IMPORTANT: Before using GridBackup, please contact Shawn Willden at email@example.com. The code is at a state where some advice will be required to use it successfully. This should change soon.
GridBackup is a cross-platform, peer-to-peer backup and restore tool designed to provide high of reliability by backing your files up to a distributed peer-to-peer file system, the allmydata.org Tahoe system.
It is designed to create a series of "snapshots" of your file system, which will ultimately be browseable through a graphical tool (somewhat similar to Apple's Time Machine, though probably not as pretty, and hopefully easier to use). To create a snapshot, it scans your files quickly and logs the current state of each. For each file it checks to see if a backup has already been made and if not it adds a "backup job" to a queue. An upload process is responsible for working its way through the queue to put files in the Tahoe grid.
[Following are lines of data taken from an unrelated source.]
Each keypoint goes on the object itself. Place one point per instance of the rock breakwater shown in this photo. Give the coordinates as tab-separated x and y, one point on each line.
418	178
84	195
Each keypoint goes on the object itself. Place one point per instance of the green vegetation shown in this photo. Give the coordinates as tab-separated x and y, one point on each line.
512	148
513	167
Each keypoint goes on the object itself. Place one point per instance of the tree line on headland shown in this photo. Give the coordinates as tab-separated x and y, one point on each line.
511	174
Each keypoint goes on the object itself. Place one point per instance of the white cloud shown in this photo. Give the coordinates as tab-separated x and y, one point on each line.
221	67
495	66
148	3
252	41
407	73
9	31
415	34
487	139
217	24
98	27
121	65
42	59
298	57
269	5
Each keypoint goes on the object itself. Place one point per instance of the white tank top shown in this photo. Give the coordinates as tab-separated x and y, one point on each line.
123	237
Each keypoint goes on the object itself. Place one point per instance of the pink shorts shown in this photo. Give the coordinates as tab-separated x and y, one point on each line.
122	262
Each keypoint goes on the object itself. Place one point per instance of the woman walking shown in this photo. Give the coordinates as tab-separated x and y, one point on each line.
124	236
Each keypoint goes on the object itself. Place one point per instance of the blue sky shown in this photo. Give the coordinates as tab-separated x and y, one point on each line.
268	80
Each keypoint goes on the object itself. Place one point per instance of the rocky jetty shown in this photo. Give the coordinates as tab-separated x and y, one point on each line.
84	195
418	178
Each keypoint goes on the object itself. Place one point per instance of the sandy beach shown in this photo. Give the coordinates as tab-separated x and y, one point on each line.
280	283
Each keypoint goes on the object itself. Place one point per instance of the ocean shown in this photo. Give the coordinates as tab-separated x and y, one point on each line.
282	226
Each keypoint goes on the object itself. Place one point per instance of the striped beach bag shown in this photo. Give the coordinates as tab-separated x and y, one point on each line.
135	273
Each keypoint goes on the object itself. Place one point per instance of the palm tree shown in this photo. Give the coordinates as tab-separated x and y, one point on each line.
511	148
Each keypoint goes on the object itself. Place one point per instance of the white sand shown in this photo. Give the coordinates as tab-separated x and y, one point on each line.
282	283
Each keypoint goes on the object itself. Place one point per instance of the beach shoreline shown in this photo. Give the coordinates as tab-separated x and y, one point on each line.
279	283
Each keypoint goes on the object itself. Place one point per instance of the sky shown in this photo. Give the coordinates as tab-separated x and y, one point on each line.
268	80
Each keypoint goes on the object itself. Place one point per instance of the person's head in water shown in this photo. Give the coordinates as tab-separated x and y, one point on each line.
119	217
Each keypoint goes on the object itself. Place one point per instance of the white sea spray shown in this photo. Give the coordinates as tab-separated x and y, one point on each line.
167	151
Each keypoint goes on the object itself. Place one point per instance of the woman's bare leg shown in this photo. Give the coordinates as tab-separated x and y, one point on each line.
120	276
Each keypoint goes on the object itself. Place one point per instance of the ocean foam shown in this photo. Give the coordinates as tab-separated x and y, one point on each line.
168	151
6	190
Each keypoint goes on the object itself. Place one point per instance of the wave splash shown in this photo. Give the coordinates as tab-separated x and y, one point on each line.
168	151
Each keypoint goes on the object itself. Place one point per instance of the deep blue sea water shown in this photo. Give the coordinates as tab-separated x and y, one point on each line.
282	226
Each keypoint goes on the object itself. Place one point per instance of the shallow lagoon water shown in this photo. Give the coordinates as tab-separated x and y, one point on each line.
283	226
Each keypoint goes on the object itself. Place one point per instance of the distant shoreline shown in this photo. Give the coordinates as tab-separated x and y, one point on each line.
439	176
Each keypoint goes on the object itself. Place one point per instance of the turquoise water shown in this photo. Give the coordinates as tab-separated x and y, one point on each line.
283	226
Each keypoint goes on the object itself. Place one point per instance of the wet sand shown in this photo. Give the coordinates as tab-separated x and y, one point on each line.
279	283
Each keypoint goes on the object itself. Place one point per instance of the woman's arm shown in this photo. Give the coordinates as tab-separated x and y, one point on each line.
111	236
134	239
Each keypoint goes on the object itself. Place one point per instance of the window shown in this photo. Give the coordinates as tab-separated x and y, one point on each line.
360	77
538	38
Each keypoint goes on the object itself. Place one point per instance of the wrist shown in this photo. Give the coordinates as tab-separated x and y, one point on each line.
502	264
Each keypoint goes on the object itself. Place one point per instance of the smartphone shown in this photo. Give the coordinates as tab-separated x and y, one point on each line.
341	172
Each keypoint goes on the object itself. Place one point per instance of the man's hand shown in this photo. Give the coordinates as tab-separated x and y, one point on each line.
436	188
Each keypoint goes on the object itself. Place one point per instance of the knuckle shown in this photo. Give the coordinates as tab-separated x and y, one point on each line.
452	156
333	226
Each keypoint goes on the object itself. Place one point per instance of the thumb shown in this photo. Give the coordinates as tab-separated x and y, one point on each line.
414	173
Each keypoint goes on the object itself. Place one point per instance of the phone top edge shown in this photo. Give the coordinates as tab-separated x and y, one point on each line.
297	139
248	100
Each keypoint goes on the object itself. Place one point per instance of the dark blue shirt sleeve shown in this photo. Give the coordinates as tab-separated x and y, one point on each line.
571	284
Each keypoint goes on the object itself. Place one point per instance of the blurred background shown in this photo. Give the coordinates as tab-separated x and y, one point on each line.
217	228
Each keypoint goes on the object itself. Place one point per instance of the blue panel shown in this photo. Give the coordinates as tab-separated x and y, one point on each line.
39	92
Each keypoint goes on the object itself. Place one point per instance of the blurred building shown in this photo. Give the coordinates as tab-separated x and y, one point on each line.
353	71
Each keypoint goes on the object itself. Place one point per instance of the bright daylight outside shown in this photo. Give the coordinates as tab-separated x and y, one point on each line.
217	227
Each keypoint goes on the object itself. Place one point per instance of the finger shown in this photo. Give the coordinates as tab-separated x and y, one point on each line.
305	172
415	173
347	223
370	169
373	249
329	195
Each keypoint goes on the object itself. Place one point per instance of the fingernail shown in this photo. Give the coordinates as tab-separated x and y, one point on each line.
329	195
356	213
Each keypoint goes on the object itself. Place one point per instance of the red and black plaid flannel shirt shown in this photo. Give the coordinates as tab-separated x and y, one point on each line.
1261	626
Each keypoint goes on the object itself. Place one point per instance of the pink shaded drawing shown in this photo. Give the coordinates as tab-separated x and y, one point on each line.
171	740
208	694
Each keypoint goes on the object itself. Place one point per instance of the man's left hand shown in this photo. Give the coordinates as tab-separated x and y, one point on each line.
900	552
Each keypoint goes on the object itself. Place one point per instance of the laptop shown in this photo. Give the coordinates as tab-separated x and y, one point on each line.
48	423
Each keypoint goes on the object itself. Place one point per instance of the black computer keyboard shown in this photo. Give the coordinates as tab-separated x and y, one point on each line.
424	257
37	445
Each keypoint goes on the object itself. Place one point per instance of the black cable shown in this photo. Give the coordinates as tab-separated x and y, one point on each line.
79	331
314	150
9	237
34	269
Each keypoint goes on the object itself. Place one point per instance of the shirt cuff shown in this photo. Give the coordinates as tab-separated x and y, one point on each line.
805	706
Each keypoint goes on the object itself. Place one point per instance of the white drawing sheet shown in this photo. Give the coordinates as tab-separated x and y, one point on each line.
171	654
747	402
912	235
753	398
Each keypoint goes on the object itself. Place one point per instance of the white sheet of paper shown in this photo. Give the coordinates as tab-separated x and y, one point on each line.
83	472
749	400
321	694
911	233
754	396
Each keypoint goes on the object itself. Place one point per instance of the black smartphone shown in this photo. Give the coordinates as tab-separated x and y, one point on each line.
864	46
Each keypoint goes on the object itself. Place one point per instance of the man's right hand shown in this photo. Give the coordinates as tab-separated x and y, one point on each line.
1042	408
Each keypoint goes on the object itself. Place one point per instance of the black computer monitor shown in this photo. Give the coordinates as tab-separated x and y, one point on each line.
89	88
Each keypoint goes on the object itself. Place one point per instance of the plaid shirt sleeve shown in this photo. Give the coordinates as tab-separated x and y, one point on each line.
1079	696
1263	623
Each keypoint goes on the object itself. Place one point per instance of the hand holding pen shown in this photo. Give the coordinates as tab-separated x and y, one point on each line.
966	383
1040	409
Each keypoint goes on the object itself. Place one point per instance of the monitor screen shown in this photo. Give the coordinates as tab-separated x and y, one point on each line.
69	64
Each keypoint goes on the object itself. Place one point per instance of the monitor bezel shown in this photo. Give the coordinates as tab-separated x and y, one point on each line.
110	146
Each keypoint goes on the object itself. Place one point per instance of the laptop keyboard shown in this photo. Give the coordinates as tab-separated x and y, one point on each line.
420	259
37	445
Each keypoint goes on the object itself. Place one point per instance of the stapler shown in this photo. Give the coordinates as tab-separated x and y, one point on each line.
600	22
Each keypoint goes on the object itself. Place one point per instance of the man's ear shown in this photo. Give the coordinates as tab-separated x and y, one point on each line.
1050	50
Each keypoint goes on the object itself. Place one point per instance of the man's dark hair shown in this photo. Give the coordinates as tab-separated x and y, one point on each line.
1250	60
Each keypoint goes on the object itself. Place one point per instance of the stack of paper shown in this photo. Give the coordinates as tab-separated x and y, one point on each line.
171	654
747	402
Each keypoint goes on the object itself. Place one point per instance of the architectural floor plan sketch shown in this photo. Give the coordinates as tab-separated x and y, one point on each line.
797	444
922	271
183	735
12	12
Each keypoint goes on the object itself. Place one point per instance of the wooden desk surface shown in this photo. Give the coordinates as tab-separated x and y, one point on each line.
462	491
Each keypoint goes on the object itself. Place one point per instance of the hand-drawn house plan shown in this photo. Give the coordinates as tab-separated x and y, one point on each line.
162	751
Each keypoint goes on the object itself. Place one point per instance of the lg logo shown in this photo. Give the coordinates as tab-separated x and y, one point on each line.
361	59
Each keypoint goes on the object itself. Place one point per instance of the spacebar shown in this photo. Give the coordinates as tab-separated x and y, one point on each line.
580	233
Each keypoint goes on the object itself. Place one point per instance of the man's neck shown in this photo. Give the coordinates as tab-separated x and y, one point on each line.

The reason for separating scanning and uploading is that uploading is slow. Tahoe splits your data into multiple pieces, and stores those pieces on different storage servers. Only a subset of the pieces are needed to restore your data, so the sum of the pieces is larger than the original file, usually by a factor of 3 or so. This means backing up 100 GiB of data may require uploading 300 GiB of data.
An implication of the separation, though, is that it's possible that by the time the uploader gets around to processing a job, the file its supposed to upload has either changed or been deleted. To reduce the chances of that, the uploader prioritizes its work, favoring recently-changed files on the theory that files that haven't changed for a long time are less likely to change. It also favors small files over large files, on the theory that it's better to get many small files backed up than a few large ones.
Once one version of a file is backed up, though, GridBackup will optimize backing up future revisions of the same file by storing just the changes, rather than the whole file. This should mean that once everything on your machine has been backed up successfully, once, future backups will be quick.
Another optimization is achieved by using a what Tahoe calls a "shared convergence secret". This is optional, and using it compromises your privacy very slightly (not in a way that most people would care about), but it also means that if you have the same file as someone else using GridBackup on the same Tahoe grid, then only one of you will actually have to upload it. So common system files will only be uploaded once per grid.
So you want to start using GridBackup, or at least experimenting with it? Well, at the present, it's really only for the adventurous who are also programmers -- and for my family, who have top-notch techical support :-). If you are a developer, though, and want to pitch in and help things along, the code is pretty approachable, and I try to be very responsive.
- The rudiments of a configuration system are in place, so you can control what gets scanned. If you look in ~/.GridBackup (after running GridBackup once) you'll find a config.ini file.
- The scanner is pretty solid. It scans the configured portions (by default the root partition) and generates a backup log and an upload job queue. Later scans generate additional backup logs and job queues, documenting content and metadata changes (and generating new signatures).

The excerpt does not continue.